At the 2016 Gatwick Diamond Economic Growth Forum delegates discussed how we can make our region more attractive to investors, and therefore create new, high quality, well paid jobs.
Emma Goodford (right) of Knight Frank led off by introducing The War for Talent – that in order to be attractive places for businesses to locate, our towns and cities will need to be great places to live, work and play, and to travel around. Employers need to be able to win the talent war against their competitors, by attracting the best people.
The Forum had a particular focus on the digital sector. Sam Garrity (left) of Rocketmill discussed the talent war by saying he was about to move his 40-employee business to Brighton, because he couldn’t attract and retain the right staff from his current base in Crawley.

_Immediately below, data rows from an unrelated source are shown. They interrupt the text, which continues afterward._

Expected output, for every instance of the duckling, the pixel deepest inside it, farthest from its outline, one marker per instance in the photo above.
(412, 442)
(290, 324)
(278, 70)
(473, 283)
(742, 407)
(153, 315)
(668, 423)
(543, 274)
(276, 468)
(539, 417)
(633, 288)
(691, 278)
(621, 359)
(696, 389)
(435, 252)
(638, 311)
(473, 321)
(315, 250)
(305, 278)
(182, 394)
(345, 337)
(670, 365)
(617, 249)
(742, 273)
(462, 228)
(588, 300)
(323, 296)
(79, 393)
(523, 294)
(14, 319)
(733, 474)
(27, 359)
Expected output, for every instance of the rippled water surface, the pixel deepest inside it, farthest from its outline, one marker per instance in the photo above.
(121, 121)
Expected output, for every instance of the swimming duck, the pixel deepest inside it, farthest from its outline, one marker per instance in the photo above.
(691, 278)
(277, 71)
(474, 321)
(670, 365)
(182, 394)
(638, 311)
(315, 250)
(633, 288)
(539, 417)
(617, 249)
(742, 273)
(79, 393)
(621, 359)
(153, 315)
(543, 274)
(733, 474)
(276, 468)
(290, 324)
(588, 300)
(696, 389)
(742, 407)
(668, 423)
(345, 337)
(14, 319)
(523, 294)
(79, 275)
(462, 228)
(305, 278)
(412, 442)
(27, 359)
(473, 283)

“The people I’m recruiting want to change the World, so they need to be able to rub shoulders with other like-minded souls, and work with Universities who are trying to deliver for digital businesses”, he said.
Simon Pringle (right) of Red River Software, based in Horsham, agreed, saying he had been “resisting the temptation to go to the beach” for many years. However, Simon said he was trying to help a hub of digital expertise emerge in Horsham by changing his recruitment policies. “My current tech superstars have not necessarily been to University. I’m working with colleges, and on a digital apprenticeship with the University of Chichester, to produce a talent pipeline”.
Techies are Creative too
Many discussed how tech skills were being pigeonholed early in young people’s lives. In the Q&A, one delegate commented on the “separation of Science Tech Engineering & Maths (STEM) subjects and creative ones at an early age”. Simon Pringle echoed this by saying we will need to concentrate much more on combining tech and creativity from age 12 or 13.
One place where this happens, albeit at a more advanced age, in Unversity of Sussex. Prof Diane Mynors (left) described their Creative Technology group to some approval from the audience. “It’s where Tech meets a human interface, and where the skills developed are much more oriented to people – such as collaboration, or group working – than they are to technology”.
Changing the stereotype of techies not being able to be creative, and creative people not doing tech, is one of the key challenges, and one where business and education must work together.
It is, of course, not the only challenge for the Gatwick Diamond. Delegates at the Forum also heard from Surinder Arora (right), founder and chairman of Arora Group, a key investor in the region, that as well as working on our talent pool, we need to make sure our infrastructure keeps pace with our economy.
There has been investment in both physical infrastructure – road and rail – but more is needed, which is also the case in digital infrastructure, where a faster 4G roll out is key, according to Abhi Chacko, Head of IT at Gatwick Airport.
Surinder also said, in a message directed at the Government: “We need a decision about runway capacity, one way or the other, to give us some investment certainty”.
Stewart Wingate, CEO of Gatwick Airport (left, in conversation with event chair Daryl Gayler of RBS), would like that decision to go his way of course, but continues to invest in the existing airport, and to create opportunity for the surrounding economy.
He described a “massive capacity increase by rail”, which along with innovations like extending the Oyster Transport for London payment network out to the Airport, is helping passenger numbers climb, and more routes open to more locations – including long haul.
“Since I last addressed this Forum, we have added many new destinations including New York and Los Angeles”, he said. This increase, driven by low-cost carriers like Norwegian, provides significant opportunities for employment growth in the Gatwick Diamond.
Andy Rumfitt (right), of AECOM, had kicked the day off by describing the opportunities for growth that spring from being the centre of one of the South East’s key transport corridors –London to Brighton.
He showed what might come from a more strategic and coherent approach to managing the corridor’s connections might produce, saying: “A regional transport authority could make a real difference”, by transcending the local, and that: “More connected Governance down the corridor”, by which he meant local authorities working together, perhaps ultimately coming together in some sort of combined authority or devolved administration, could help produce significant economic growth.
Surinder Arora echoed that, saying: “The Gatwick Diamond could be like Manchester” – a growing, connected city region with a strong investment story and coherent government. That, of course, is a sentence which contains both significant opportunity and serious challenge, but if the Gatwick Diamond is to continue to win on the increasingly competitive global stage, then we must rise to it.